Jakarta – Managing Director Formula E, Gunung Kartiko memastikan akan kooperatif atas penyelidikan Komisi Pemberantasan Korupsi (KPK) terkait penyelenggaraan Formula E di Jakarta Juni 2022 mendatang. “Jakpro sangat kooperatif terhadap semua proses yang sedang berjalan,” ucap Gunung saat dikonfirmasi, Jumat (5/11).

Gunung menambahkan, segala proses untuk menggelar hajat balap mobil listrik itu telah dikerjakan sesuai prosedur. Bahkan, segala rekomendasi dari Badan Pemeriksa Keuangan (BPK) telah ditindaklanjuti oleh Jakpro sebagai pihak penanggung jawab.

“Semua rekomendasi dari BPK RI sudah dilaksanakan dengan baik dan dinyatakan selesai. Jika terdapat permintaan bantuan dari pihak lain sesuai dengan kewenangannya, kami tentu sangat terbuka untuk membantu,” jelasnya.

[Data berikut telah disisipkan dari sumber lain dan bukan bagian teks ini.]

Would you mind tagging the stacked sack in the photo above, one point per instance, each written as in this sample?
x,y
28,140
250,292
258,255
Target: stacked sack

Senada dengan Gunung, Wakil Gubernur DKI Jakarta, Ahmad Riza Patria menegaskan Formula E merupakan program yang telah disepakati bersama dengan DPRD DKI. Kendati rencana ajang internasional ini menyebabkan jajaran Pemprov DKI diminta klarifikasi KPK, Riza menghormati kondisi tersebut. “Tidak ada program yang ujug-ujug, semua berproses,” ucap Riza.

Politikus Gerindra itu juga menyerahkan proses ini kepada KPK, sambil berharap tidak akan berdampak buruk terhadap ajang mobil balap listrik tersebut. “Kita tunggu saja hasilnya, tentu harapan kita semua tidak ada masalah dan tidak mengganggu proses event Formula E di tahun 2022,” tandasnya.

KPK mengaku tengah mengumpulkan bukti dugaan korupsi penyelenggaraan Formula E di DKI Jakarta. Salah satunya dengan meminta keterangan sejumlah pihak terkait. “Betul, KPK sedang meminta permintaan keterangan dan klarifikasi kepada beberapa pihak guna mengumpulkan bahan data dan keterangan ataupun informasi yang diperlukan oleh tim penyelidik,” ujar Plt Juru Bicara KPK Ali Fikri dalam keterangannya, Kamis (4/11).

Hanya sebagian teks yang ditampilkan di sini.